The Power of a Team Approach

If you haven’t seen the movie yet, I don’t want to offer any spoilers for you. But here are a few of my takeaways:

  • The best way to train others in some skill is to effectively teach, but most importantly, model what the standard looks like. Jesus trained his twelve disciples that way, then the Holy Spirit left us all a “flight manual” based on what Jesus said and effectively modeled in his life and death.
  • Everybody I know needs a wingman or “wingwoman” who is constantly looking out for their back, doing whatever is necessary to help them accomplish their mission. Jesus gave us marching orders in his kingdom (Matthew 28:18-20; Acts 1:8), but none of us are meant to accomplish those directives solo
  • The success of the “impossible” mission the Top Gun pilots were challenged with would hinge on their ability to not only perform their jobs to perfection, but perhaps even more essential—become a close-knit team, being willing to sacrifice anything for the man or woman next to them.

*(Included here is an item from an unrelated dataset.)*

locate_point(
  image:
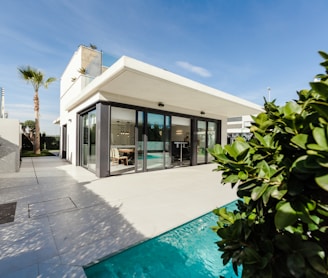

Our senior minister Brad Wilson just saw the movie this week and he said, “I like how they ended the movie. It could have gone south, but didn’t. One of my favorite things in the movie has to do with reconciliation with several relationships.”

These are all great takeaways for the church. We must be about training through teaching God’s Word in a culture today that is increasingly hostile to God’s agenda. God has given us his perfect and inerrant Word so that we can effectively teach, rebuke, correct, and train in righteousness (2 Timothy 3:16, 17). We are constantly talking about “Community Begins Here” in our church. As a community of followers of God who are looking out for each other, we must always have one another’s backs, so that we can each accomplish the mission God has called us to. Teamwork and sacrificing for one another are indispensable for the success of our mission. Just as the movie dealt with a few reconciliation issues, we know that our loving Father specializes in reconciliation. And, what a privilege it is for us to be invited into that redemption process.

The apostle Paul put it like this:

“God has given us this task of reconciling people to him. For God was in Christ, reconciling the world to himself, no longer counting people’s sins against them. And he gave us this wonderful message of reconciliation. So we are Christ’s ambassadors; God is making his appeal through us. We speak for Christ when we plead, ‘Come back to God!’ For God made Christ, who never sinned, to be the offering for our sin, so that we could be made right with God through Christ” (2 Corinthians 5:18-21, NLT).